Intrusions of Scotian Shelf and Slope Water on to Georges Bank and some of the biological consequences

Jim Manning

While we have known for years that Georges Bank is visited by a variety of source waters, our recent MER/GLOBEC observations (1992-present) provide us with a greater appreciation for the importance of the advective intrusions in the form of both Scotian Shelf (SS) washovers into the NE peak surface waters and ring-induced impingement of slope water at depth on the southern flank. The washover has been evident each year (except perhaps 1994) as indicated by satellite imagery and hydrographic observations and, as previous summary talks addressed, is evidently linked to a multi-year cycle of variability far to the north. The slope water intrusions on the other hand are not always evident from the satellite imagery and have time scales similar to the passage of rings (days-weeks). The two phenomenon may occur simultaneously (1995 and 1997 in particular) such that the Scotian Shelf lens is sub-surface and just bankward and a condensed shelf-slope front and is carried along-bank by an intensified shelf-break jet. After the ring has passed, much of the lens is detrained away from the bank. In 1992, the only year that did not have rings nearby, the SS lens extended all the way along the shelf edge to the southwestern corner of the bank. In all the washover years (1997 in particular), the remnant SS water apparently bifurcates such that the on-bank portion is sometimes carried along the tidal-front jet. Hence, the combination of these two "foreign" water masses interspersed with the resident Georges Bank water result in a subtle but complicated hydrographic cross-bank structure which varies year-to-year.

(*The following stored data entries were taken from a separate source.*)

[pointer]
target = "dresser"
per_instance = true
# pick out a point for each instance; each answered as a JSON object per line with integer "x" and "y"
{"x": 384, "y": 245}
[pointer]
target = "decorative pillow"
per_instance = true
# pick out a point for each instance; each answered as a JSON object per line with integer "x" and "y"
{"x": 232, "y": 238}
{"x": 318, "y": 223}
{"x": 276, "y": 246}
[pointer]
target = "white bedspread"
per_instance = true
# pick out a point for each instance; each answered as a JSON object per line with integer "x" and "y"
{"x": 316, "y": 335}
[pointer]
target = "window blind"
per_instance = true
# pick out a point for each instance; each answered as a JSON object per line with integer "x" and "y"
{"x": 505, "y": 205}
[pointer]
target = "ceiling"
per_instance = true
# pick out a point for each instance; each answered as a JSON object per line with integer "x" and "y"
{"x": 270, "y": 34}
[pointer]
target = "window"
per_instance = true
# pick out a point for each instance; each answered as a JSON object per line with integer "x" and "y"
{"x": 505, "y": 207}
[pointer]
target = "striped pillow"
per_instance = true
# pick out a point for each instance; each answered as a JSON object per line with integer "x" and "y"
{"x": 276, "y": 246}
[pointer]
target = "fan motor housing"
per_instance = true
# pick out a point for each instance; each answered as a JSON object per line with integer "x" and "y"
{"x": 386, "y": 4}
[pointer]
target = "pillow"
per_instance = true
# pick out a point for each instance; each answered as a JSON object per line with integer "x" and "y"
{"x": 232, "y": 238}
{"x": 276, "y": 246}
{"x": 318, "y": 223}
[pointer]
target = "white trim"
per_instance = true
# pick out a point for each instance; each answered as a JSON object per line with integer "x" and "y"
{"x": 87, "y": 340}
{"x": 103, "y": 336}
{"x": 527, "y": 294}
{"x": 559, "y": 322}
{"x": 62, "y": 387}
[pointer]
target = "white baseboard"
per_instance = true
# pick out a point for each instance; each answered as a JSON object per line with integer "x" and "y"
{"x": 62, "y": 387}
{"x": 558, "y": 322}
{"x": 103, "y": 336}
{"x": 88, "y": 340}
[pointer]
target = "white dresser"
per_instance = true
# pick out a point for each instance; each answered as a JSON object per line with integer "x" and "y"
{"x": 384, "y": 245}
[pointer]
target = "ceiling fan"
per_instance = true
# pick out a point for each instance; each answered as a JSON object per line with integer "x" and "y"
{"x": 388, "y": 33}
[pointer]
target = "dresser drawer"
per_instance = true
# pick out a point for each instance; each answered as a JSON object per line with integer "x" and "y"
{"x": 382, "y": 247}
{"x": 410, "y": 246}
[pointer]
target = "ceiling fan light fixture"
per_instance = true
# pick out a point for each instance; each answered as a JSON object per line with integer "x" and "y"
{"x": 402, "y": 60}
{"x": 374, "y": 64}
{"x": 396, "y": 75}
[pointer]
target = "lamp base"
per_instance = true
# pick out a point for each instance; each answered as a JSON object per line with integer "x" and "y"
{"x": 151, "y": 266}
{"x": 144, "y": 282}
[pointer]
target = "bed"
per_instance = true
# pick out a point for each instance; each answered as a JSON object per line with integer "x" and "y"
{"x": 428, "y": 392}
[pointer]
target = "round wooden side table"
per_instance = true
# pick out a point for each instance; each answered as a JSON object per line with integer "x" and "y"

As more and more biological samples are processed we are beginning to make some inferences about the effect of these intrusions. Some examples are the clear delineation of Hydroid polyps (Sullivan) on the shelf water side of the May 1994 and May 1995 slope intrusion, the orders-of-magnitude greater volume of Salps (Bollens) on the slope water side, the much higher feeding and reproductive rate of calanus in the 1995 SS lens (Gallager), and the greater volume (Lough) and better health (Buckley) of larval fish on the shelf water side of the intrusions. The attempt to relate biological signals to hydrographic conditions is particularly challenging in the case of larval fish since the populations are often located in the vicinity of strong fronts (both vertical and horizontal). While we had set out to investigate the effect of stratification via solar heating, we have found intrusions of advective water masses the primary influence on the water column structure.